彼には不思議な魅力がある。コメディアンのイム・ヒョクピル。この名前を聞いてもピンとこない人には、彼がヒットさせたギャグをいくつか並べたほうが早いだろう。
物乞いをするように哀願する「遊んでよ」や江原(カンウォン)道方言の魅力をふんだんに使ったギャグ「すんごいですね~」などだ。

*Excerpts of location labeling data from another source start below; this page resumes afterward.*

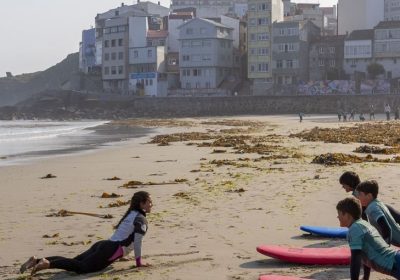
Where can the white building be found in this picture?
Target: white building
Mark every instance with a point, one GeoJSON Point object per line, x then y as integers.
{"type": "Point", "coordinates": [387, 47]}
{"type": "Point", "coordinates": [147, 71]}
{"type": "Point", "coordinates": [359, 14]}
{"type": "Point", "coordinates": [358, 51]}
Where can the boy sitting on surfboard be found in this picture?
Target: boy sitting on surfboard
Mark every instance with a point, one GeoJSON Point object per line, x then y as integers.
{"type": "Point", "coordinates": [365, 243]}
{"type": "Point", "coordinates": [377, 213]}
{"type": "Point", "coordinates": [349, 181]}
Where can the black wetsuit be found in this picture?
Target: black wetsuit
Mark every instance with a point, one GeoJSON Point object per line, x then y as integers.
{"type": "Point", "coordinates": [102, 253]}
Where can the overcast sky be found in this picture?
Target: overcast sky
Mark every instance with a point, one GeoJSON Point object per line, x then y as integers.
{"type": "Point", "coordinates": [36, 34]}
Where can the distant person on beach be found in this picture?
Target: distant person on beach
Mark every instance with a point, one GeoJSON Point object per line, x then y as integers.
{"type": "Point", "coordinates": [371, 112]}
{"type": "Point", "coordinates": [387, 111]}
{"type": "Point", "coordinates": [366, 244]}
{"type": "Point", "coordinates": [301, 115]}
{"type": "Point", "coordinates": [350, 180]}
{"type": "Point", "coordinates": [128, 236]}
{"type": "Point", "coordinates": [377, 213]}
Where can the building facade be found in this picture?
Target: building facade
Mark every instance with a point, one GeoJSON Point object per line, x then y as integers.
{"type": "Point", "coordinates": [387, 47]}
{"type": "Point", "coordinates": [358, 52]}
{"type": "Point", "coordinates": [290, 51]}
{"type": "Point", "coordinates": [205, 54]}
{"type": "Point", "coordinates": [326, 58]}
{"type": "Point", "coordinates": [260, 16]}
{"type": "Point", "coordinates": [359, 15]}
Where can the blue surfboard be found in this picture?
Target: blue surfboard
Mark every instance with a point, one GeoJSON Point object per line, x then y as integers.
{"type": "Point", "coordinates": [335, 232]}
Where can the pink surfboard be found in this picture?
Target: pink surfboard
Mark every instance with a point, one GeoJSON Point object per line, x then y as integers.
{"type": "Point", "coordinates": [280, 277]}
{"type": "Point", "coordinates": [320, 256]}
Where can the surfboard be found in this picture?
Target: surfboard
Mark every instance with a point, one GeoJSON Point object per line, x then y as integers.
{"type": "Point", "coordinates": [320, 256]}
{"type": "Point", "coordinates": [280, 277]}
{"type": "Point", "coordinates": [335, 232]}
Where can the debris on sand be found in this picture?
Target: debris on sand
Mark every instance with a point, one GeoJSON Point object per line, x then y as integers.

「無名の時は観ている方も期待もあまりせずに少しでも可笑しければ笑ってくれましたが、最近ではそう簡単には笑ってくれません。プレッシャーも大きいです。今回の新コーナーも今までに出したいくつかのアイディアが拒否された後にようやくOKが出たんです」
3週間前からイム・ヒョクピルはKBS第2テレビの『ギャグコンサート』で新コーナーをスタートさせた。8歳年下で後輩のキム・インソク、チョン・ミョンフン、ホ・スンジェの4人で披露する『堕落タビー』だ。

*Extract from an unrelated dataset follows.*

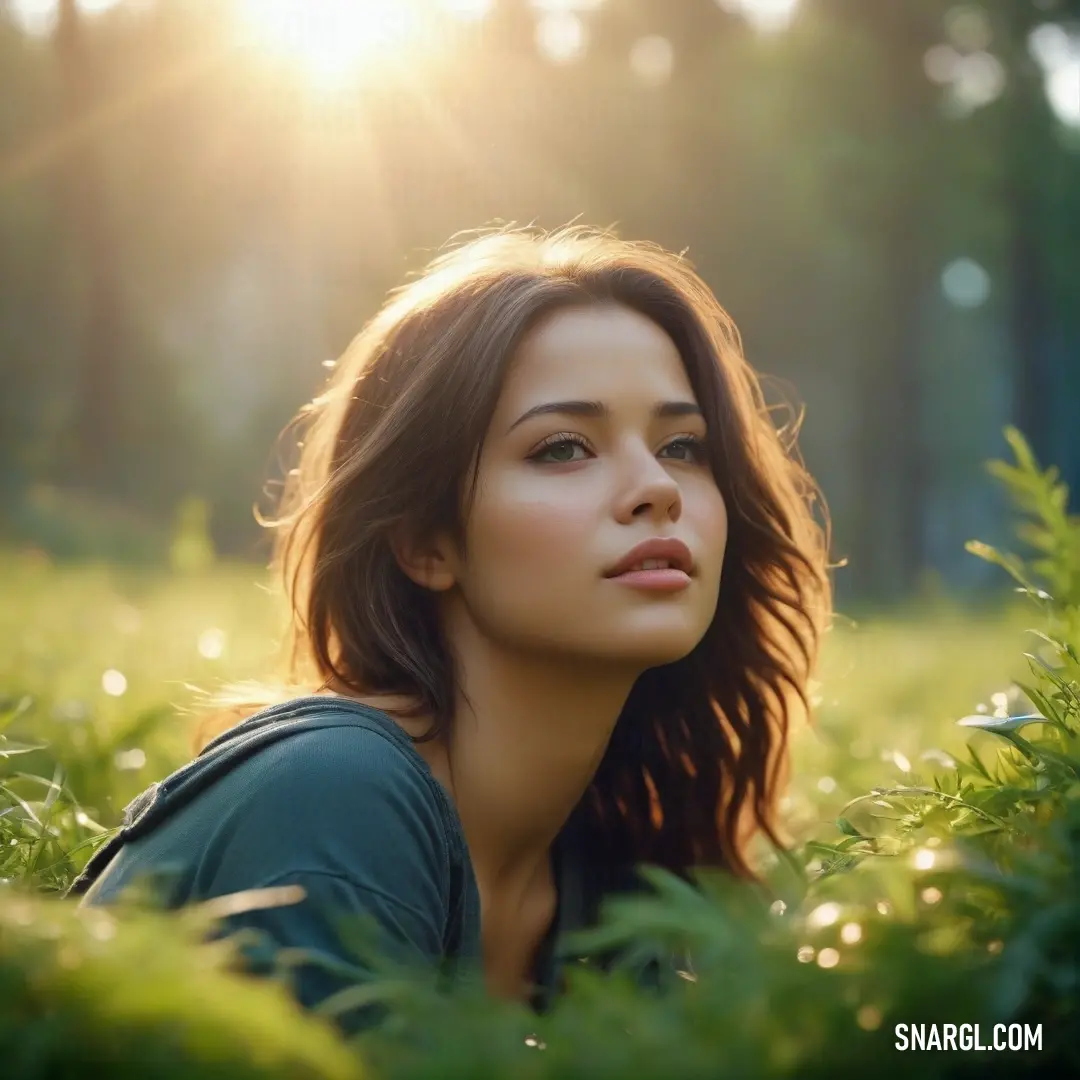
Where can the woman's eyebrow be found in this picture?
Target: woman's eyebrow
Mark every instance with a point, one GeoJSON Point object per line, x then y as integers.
{"type": "Point", "coordinates": [598, 410]}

この言葉は「堕落したテレタビーズ」といった意味で、数年前に子供向け番組としてヒットした『テレタビーズ』の頭の中に不良青年の思考回路を組み込んだようなものだ。簡単に言えば『クレヨンしんちゃん』のような“おませさん”を演じるギャグだ。
周囲の反応を問うと隣にいたホ・スンジェが「ギャグコンサートで『チャンチャン』コーナーを7カ月やっても無反応だったのが、一転して『堕落タビー』は面白いと友達から携帯メールが送られてきた」と話しに割り込んできた。
同じ単語を繰り返すことで視聴者を中毒気味にさせた原作の『テレタビーズ』のように、『堕落タビー』も同様に同じ単語を繰り返す。たとえばディスコに行った堕落タビーの面々がボーイをつかまえて「ブッキング!」(ディスコなどでボーイが異性の客同士を紹介するシステム)を連呼するといった形だ。
しかし、テレビの番組で童心を大人向けのギャグの素材に使って見る側を退屈にさせないのか?
「子供たちが大人の悪い部分を真似すると心配する視聴者のみなさんも多いようです。でも私たちもそういった部分に関しては真剣に考えてやっていますので大きな目で見守ってもらいたいです。ギャグはただのギャグでしかないのです」
イム・ヒョクピルは今年、33歳になる。彼にとって職業としてのギャグとはどんなものだろうか。「キャラクターの設定をする際に腕に鼻水の跡を描いてみたことがあります。考えてみてください。鼻水がダラダラと流れれば、自然と腕でぬぐうでしょう。そうすると跡が残りますよね」
傍にいたキム・インソクが「ところがそれがテレビカメラには映らない角度だったんです。それでもヒョクピル兄さんは一カ月間、毎日欠かさず腕に絵を描き続けました。